As I look back, maybe it’s from these humble beginnings that over the past 23 years of management, that I have always sought to promote and develop from within. Maybe the kindness and the patience that was shown to me by Ron and Barry when I was learning the ropes somehow rubbed off. Over the years the most rewarding experiences I have had has resulted from talent spotting, mentoring and giving people a chance. Maybe that's where the sector has to itself change, to meet the challenges faced by an image of working long and unsocial-able hours, for entry-level pay and Brexit.
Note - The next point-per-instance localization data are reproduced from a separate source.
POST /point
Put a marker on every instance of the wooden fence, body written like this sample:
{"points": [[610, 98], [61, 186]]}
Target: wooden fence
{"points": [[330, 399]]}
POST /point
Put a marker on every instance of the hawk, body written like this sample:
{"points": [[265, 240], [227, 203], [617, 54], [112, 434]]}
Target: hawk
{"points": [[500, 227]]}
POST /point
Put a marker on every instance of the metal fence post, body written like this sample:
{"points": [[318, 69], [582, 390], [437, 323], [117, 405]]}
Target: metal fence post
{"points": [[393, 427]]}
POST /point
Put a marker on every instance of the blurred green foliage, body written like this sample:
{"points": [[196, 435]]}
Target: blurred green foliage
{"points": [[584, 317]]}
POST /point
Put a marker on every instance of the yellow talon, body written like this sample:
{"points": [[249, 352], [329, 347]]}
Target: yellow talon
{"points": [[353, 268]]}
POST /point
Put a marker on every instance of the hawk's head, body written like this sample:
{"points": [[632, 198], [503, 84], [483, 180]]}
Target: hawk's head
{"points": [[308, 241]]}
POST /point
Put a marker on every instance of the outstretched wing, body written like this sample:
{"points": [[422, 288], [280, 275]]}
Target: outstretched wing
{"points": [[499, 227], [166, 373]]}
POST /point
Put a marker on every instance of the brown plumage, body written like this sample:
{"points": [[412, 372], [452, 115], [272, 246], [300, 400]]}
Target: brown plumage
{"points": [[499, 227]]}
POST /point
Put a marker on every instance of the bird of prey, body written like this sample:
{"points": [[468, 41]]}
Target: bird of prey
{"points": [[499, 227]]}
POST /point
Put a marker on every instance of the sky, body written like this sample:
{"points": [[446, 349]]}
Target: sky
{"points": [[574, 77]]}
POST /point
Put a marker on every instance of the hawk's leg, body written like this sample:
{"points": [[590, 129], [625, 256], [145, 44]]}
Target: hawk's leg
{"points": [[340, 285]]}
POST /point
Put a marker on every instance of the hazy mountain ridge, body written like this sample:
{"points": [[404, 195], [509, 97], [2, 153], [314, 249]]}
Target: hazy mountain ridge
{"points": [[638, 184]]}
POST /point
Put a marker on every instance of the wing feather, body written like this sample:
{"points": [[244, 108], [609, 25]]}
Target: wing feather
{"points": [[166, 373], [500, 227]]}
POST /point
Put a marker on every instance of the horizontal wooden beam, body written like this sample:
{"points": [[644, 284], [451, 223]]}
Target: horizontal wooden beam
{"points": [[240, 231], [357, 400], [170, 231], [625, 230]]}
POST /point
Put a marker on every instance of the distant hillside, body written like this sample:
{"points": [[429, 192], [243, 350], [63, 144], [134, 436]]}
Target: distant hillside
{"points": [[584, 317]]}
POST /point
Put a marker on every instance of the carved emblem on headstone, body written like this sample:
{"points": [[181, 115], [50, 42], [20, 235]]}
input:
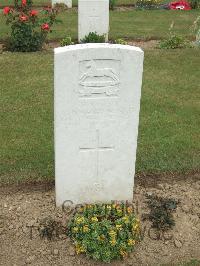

So how can we tackle the shortages of trained staff that we continuously hear about? Train and develop the staff within your organisation. Throughout my career, I have tried to create a culture that supports, develops and nurtures the team. Development of people is always front and centre, and maybe this is why, now running 3 restaurants in the centre of London, with 100 staff; the average length of currently stands at over 2 years and growing. What’s the secret to great retention – No it’s not about throwing pay rises out every 5 minutes.
• Getting your recruitment right first – hire the smile – Choose attitude over the skill. Give me a great attitude over ability any day. You can develop, but you can’t develop the want and desire to succeed.
• Take a risk – show people you care about them and want to believe in them, they will then, in turn, buy into you. Give them a chance!
• Be quick to praise and slow to criticise – Make sure you tell them at least once every 7 days what a great job they have done – humans are not robots and need to feel the love. Always sing from the positive in public and keep the negatives for a private chat.
• Always make time for your staff – no matter what they want to talk about, be there to listen. You never know what little acorn they will share with you, or what you will learn.
• No one gets out of bed to do a bad job – find out what’s holding them back from doing a good job, listen maybe even work with them to understand the issues. You’ll be amazed at how much productivity improves if you do this.
• Make the job easy – Humans will always find the short cuts to make the role as easy as possible that way the team will do it how you want and deliver the service you want.
• Reward wherever you can – it doesn’t have to be a lot – even just a printed certificate makes a huge difference.
• Be the safety net, not the micromanager – it's fine to start them on the leash but as they build confidence and trust let them do it themselves just be there to support, and catch them. Be a coach, not a manager.
• Find out why people leave you– Conduct exit interviews, listen, empathise and don’t make excuses this is not about you it’s about learning so you can implement solutions for the rest of the team.
• Always Say Thank you – it cost nothing but your people will feel valued. Treat your team the same the way you would want to be treated.